Si l’évocation du terroir de Marie-Galante ne suffisait pas, alors la suggestion d’un rhum vieux de la maison Bielle devrait vous convaincre de rencontrer la cuvée anniversaire de la Compagnie duRhum. L’année 2008 aura été prodigieuse puisqu’elle nous offre cette fois, un fût unique d’ancien bourbon sélectionné pour l’occasion.
D’abord farouche, malgré la délicatesse de la jambe, du haut de ses quelques 54 degrés, l’esprit ne se laissera pas approcher sans précautions. Les esters l’emportent sur les épices et les notes de bois poussiéreux, sans parvenir à masquer la promesse du délice qui vient, sur les hauteurs de l’arrière-nez.
Ce sera un rhum pour les patients, pour les paisibles aventuriers qui sauront profiter de la fin du jour pour aérer le verre et donner au rhum l’opportunité de se dévoiler. De longues minutes plus tard, le bouquet se livre tandis qu’un léger dépôt se forme. Les dix années de vieillissement se font sentir, à moins que ce ne soit la douceur de Novembre qui s’annonce.
Le profil s’affine et des touches de miel, de musc blanc et de fleur d’oranger apparaissent, tissées dans un bouquet qui reste chaleureux. Attaque franche en bouche, l’alcool est présent sur un corps asséchant ,comme une tige poussée à même le calcaire brut… Agrumes en puissance (écorces d’orange) épices sucrées, puis retour au miel matiné d’une amertume d’amande et les tanins délicats du bois se posent sur la langue pour une ultime explosion. La finale est longue comme un coucher de soleil, dans l’attente languide du rayon vert.

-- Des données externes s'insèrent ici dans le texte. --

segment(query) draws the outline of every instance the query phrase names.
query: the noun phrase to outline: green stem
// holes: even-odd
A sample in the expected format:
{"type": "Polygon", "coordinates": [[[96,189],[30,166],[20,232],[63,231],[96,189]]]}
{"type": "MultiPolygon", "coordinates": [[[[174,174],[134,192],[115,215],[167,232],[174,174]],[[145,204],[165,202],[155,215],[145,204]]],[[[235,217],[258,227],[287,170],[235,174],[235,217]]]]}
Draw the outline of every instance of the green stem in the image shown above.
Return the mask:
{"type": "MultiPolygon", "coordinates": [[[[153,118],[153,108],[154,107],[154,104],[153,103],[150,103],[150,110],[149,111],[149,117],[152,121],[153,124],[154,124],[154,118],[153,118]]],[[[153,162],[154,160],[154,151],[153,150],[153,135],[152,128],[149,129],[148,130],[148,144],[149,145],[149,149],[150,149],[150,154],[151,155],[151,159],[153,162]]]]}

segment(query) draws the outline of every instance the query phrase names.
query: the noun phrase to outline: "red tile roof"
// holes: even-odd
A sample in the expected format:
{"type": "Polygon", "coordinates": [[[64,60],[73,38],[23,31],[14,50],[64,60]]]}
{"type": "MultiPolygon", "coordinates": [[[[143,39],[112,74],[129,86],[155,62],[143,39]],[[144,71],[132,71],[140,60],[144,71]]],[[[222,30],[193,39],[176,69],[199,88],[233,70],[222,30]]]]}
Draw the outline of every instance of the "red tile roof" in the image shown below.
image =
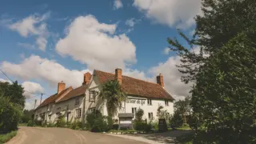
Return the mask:
{"type": "MultiPolygon", "coordinates": [[[[101,70],[94,70],[101,83],[115,78],[115,74],[101,70]]],[[[159,84],[142,81],[131,77],[122,76],[122,90],[127,94],[150,98],[174,100],[174,98],[159,84]]]]}
{"type": "MultiPolygon", "coordinates": [[[[70,88],[70,87],[69,87],[70,88]]],[[[46,106],[48,105],[49,103],[54,103],[55,102],[55,100],[58,99],[58,98],[60,98],[62,94],[64,94],[66,91],[67,91],[67,90],[69,88],[66,88],[65,90],[63,90],[62,91],[61,91],[59,94],[54,94],[50,97],[48,97],[46,99],[45,99],[36,109],[38,109],[42,106],[46,106]]]]}
{"type": "Polygon", "coordinates": [[[86,93],[86,89],[87,89],[87,85],[82,85],[76,89],[74,89],[57,102],[66,101],[72,98],[82,95],[86,93]]]}

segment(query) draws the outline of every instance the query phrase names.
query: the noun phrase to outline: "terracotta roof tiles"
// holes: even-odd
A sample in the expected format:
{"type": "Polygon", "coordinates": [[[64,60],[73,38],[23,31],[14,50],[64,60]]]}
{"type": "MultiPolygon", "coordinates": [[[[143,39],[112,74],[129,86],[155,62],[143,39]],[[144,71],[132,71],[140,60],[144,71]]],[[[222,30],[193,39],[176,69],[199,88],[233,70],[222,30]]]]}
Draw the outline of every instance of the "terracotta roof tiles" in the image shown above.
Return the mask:
{"type": "MultiPolygon", "coordinates": [[[[114,74],[96,70],[94,70],[94,73],[99,78],[101,83],[115,78],[114,74]]],[[[122,76],[121,87],[125,93],[131,95],[174,100],[174,98],[159,84],[142,81],[128,76],[122,76]]]]}

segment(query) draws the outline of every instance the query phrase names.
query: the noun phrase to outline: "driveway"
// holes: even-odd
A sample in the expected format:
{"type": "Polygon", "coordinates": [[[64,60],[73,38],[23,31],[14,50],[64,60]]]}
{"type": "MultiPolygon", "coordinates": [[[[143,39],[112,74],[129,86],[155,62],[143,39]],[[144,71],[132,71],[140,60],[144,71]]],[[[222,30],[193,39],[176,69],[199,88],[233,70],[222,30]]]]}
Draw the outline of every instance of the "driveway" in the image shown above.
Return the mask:
{"type": "Polygon", "coordinates": [[[20,126],[18,134],[6,144],[146,144],[129,138],[66,128],[20,126]]]}

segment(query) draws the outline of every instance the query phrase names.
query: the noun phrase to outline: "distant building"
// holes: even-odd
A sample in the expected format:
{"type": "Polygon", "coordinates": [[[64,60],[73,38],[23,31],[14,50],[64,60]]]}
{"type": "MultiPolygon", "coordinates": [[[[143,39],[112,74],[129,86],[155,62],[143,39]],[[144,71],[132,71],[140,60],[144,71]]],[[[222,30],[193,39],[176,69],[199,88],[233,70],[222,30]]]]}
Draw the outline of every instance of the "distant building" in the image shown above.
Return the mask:
{"type": "Polygon", "coordinates": [[[103,115],[107,115],[106,103],[98,98],[98,94],[105,82],[118,79],[122,90],[127,94],[128,99],[122,102],[118,114],[135,114],[141,108],[144,110],[143,118],[156,119],[157,110],[162,106],[170,114],[174,113],[174,98],[164,89],[163,76],[157,76],[157,82],[153,83],[122,74],[118,68],[115,74],[94,70],[91,75],[89,72],[84,74],[82,86],[73,89],[66,87],[62,82],[58,85],[57,93],[47,98],[34,110],[34,119],[55,122],[57,118],[62,114],[66,121],[82,121],[82,118],[95,110],[103,115]]]}

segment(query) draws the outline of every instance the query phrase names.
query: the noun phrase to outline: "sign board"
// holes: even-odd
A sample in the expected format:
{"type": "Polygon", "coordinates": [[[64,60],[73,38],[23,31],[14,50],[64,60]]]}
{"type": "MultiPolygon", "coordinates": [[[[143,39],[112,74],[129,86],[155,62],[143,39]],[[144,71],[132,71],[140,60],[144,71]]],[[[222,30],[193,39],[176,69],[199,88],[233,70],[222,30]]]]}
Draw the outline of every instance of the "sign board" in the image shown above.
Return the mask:
{"type": "Polygon", "coordinates": [[[158,120],[158,130],[161,132],[167,131],[167,124],[165,118],[161,118],[158,120]]]}

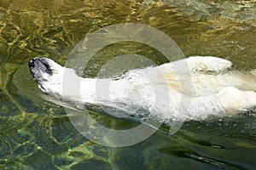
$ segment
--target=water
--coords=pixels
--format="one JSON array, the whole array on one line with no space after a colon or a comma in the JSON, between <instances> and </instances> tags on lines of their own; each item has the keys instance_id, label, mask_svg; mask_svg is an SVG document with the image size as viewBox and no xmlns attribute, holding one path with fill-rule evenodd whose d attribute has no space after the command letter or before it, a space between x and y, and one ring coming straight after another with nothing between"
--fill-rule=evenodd
<instances>
[{"instance_id":1,"label":"water","mask_svg":"<svg viewBox=\"0 0 256 170\"><path fill-rule=\"evenodd\" d=\"M1 0L1 169L255 169L253 111L185 122L172 136L163 126L140 144L111 148L78 133L61 106L44 99L26 67L33 57L64 65L87 33L131 22L164 31L185 56L222 57L247 71L256 69L255 8L255 1ZM96 54L85 76L95 76L115 54L130 52L166 62L148 46L116 43ZM92 111L107 127L137 123Z\"/></svg>"}]
</instances>

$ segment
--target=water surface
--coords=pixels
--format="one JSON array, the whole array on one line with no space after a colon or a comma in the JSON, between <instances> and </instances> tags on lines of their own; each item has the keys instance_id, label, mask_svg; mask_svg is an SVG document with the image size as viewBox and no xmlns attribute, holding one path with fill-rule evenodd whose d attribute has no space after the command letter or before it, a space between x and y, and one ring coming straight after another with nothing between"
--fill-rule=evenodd
<instances>
[{"instance_id":1,"label":"water surface","mask_svg":"<svg viewBox=\"0 0 256 170\"><path fill-rule=\"evenodd\" d=\"M163 126L140 144L111 148L84 138L61 106L43 99L26 67L33 57L65 65L87 33L131 22L164 31L185 56L218 56L247 71L256 69L255 21L255 1L1 0L1 169L255 169L255 111L186 122L172 136ZM85 76L129 53L166 62L149 47L117 43L96 54ZM91 115L115 128L137 123Z\"/></svg>"}]
</instances>

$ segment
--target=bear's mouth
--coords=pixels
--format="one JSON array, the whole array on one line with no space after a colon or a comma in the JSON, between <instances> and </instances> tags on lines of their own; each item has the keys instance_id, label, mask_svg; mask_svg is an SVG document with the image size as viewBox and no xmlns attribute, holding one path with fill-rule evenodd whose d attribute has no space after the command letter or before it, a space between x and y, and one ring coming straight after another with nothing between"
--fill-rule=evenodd
<instances>
[{"instance_id":1,"label":"bear's mouth","mask_svg":"<svg viewBox=\"0 0 256 170\"><path fill-rule=\"evenodd\" d=\"M47 73L52 75L50 65L46 59L34 58L28 62L28 67L30 71L34 77L35 74L38 72Z\"/></svg>"}]
</instances>

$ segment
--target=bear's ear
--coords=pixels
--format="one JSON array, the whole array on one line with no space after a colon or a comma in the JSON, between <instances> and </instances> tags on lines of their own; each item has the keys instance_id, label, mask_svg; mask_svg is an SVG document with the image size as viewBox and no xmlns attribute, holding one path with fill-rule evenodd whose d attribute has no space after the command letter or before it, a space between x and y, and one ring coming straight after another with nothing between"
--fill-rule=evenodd
<instances>
[{"instance_id":1,"label":"bear's ear","mask_svg":"<svg viewBox=\"0 0 256 170\"><path fill-rule=\"evenodd\" d=\"M42 84L38 84L38 88L40 88L40 90L42 90L44 93L47 93L47 90L45 88L44 88L44 85Z\"/></svg>"}]
</instances>

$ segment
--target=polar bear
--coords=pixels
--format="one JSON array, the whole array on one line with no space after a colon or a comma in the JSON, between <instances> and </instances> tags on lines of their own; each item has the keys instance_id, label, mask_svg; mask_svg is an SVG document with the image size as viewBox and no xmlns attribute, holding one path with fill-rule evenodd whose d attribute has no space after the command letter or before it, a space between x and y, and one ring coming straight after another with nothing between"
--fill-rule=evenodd
<instances>
[{"instance_id":1,"label":"polar bear","mask_svg":"<svg viewBox=\"0 0 256 170\"><path fill-rule=\"evenodd\" d=\"M230 61L212 56L132 70L119 78L83 78L47 58L34 58L28 66L39 88L51 96L135 115L147 110L163 121L201 120L256 107L255 74L234 71ZM69 88L63 89L65 82Z\"/></svg>"}]
</instances>

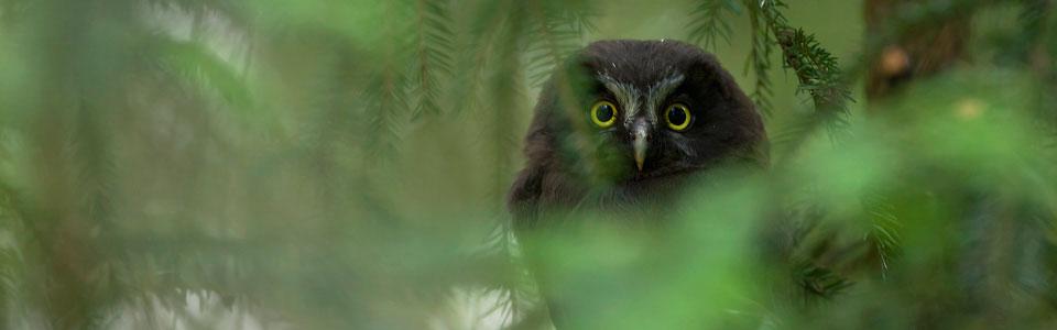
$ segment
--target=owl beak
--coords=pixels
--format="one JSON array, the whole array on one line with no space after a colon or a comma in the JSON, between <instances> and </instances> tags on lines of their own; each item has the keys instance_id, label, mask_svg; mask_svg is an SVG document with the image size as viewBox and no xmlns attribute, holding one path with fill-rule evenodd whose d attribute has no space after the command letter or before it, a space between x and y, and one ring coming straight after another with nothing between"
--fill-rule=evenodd
<instances>
[{"instance_id":1,"label":"owl beak","mask_svg":"<svg viewBox=\"0 0 1057 330\"><path fill-rule=\"evenodd\" d=\"M642 164L646 162L646 147L650 141L650 128L643 120L639 120L631 128L631 147L635 155L635 166L642 172Z\"/></svg>"}]
</instances>

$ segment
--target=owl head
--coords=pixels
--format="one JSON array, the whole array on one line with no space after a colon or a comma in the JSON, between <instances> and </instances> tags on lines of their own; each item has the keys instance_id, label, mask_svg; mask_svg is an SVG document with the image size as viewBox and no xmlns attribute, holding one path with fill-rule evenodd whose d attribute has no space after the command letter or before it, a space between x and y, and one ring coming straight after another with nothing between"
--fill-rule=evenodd
<instances>
[{"instance_id":1,"label":"owl head","mask_svg":"<svg viewBox=\"0 0 1057 330\"><path fill-rule=\"evenodd\" d=\"M715 56L674 41L601 41L544 87L526 155L619 185L765 166L765 141L760 114Z\"/></svg>"}]
</instances>

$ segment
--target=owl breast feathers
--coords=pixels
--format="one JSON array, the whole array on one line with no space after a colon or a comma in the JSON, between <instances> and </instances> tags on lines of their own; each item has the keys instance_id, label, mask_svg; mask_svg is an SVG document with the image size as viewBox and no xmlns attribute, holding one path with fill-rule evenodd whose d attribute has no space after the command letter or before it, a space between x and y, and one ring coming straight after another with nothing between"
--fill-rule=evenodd
<instances>
[{"instance_id":1,"label":"owl breast feathers","mask_svg":"<svg viewBox=\"0 0 1057 330\"><path fill-rule=\"evenodd\" d=\"M553 73L511 187L515 228L548 209L665 198L718 165L767 166L760 114L716 57L673 41L596 42Z\"/></svg>"}]
</instances>

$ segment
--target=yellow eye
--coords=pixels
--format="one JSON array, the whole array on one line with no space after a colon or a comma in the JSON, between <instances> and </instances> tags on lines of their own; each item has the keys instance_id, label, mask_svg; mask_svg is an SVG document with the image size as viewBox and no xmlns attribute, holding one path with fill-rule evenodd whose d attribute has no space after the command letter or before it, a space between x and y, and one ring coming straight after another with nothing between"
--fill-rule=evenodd
<instances>
[{"instance_id":1,"label":"yellow eye","mask_svg":"<svg viewBox=\"0 0 1057 330\"><path fill-rule=\"evenodd\" d=\"M591 122L602 129L617 123L617 106L608 101L598 101L591 106Z\"/></svg>"},{"instance_id":2,"label":"yellow eye","mask_svg":"<svg viewBox=\"0 0 1057 330\"><path fill-rule=\"evenodd\" d=\"M668 122L668 128L675 131L683 131L690 127L690 109L680 103L668 106L664 111L664 120Z\"/></svg>"}]
</instances>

Je perçois une finition sur le tabac blond et frais dans le verre vidé de sa dernière goutte et je souris avec une indolente certitude. Au creux des alliances d’agrumes confits et de cannelle, muscade (et girofle même !) si caractéristiques de la maison, c’est la persistance d’une note florale inespérée, qui aura retenu le nez et le coeur de Philippe. Un peu comme un bouquet sauvage de la flore de campêche, offert par un maître de l’ikebana.